Hi @Knimer17
I made some assumptions that we couldn’t easily tell which data columns would be matched, and so effectively decided to find all matches between all columns and all rows. However this shouldn’t be quite as painful as it sounds, as it first of all unpivots your data into one long table of “address component” values for each table, and then finds the potential matches.
After this, it reassembles the tables based on the possible matches between columns, and performs a “String similarity” on the address as a whole for each “matched” address.

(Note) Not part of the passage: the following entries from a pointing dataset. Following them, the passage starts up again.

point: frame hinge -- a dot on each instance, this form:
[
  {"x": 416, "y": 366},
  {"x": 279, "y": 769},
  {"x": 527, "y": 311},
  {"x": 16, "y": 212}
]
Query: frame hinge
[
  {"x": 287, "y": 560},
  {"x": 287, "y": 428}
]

It then filters out to give only those addresses which match above a certain threshold.
This won’t necessarily give you exact answers, but at the far end you should have a dataset containing a set of possible matches which you could apply further rules to should you wish to improve the accuracy. You can also adjust the threshold level for a match to be considered (I just arbitrarily chose 50%) .
What comes out at the far end is a “best guess” and it could be that it matches an address in Table 1 to more than one “similar” address in Table 2
I would not expect this to take an exceptionally long time to process 400k records, but it partly depends on how many pieces of address it matches as to whether this fully workable. There are potentially some additional tweaks/refinements that could be added if it doesn’t quite work for your full data set.
I took @bruno29a 's supplied sample data and added an additional row to check that it didn’t match anything. An area of concern that I noted in the annotation is what happens if an address differs just by building number, or something like that. You’d need to introduce other rules to handle this, but at least the data set at the point where you’d introduce those rules would be more manageable, and you’d just be applying the rules on already partially-matched data. You’d put such rules in where the nodes are above the annotations to the far right of the flow). This could either be by adding to the “Rule-based Row Filter” are adding in further nodes of your own.
Search reference in different columns-takbb 1.knwf (63.1 KB)
At the end, it includes the “String similarity” value (from the String Similarity mentioned earlier by @Daniel_Weikert ) which can be taken as a kind of “confidence level” (1 being a full match) that the addresses are the same:

Edit:
As I posted this, I thought of a small potential improvement:

Having found all of the data elements on which the two tables match, maybe we should filter out “potential” matches, where they only had one data value in common? This “threshold” could of course be manually adjusted to suit your needs, but fewer “potential” matches would improve the throughput of the subsequent joins, as you have filtered out some of the “noise”…
Search reference in different columns-takbb 2.knwf (64.3 KB)
[Further edit: fixed small bug in both uploaded flows]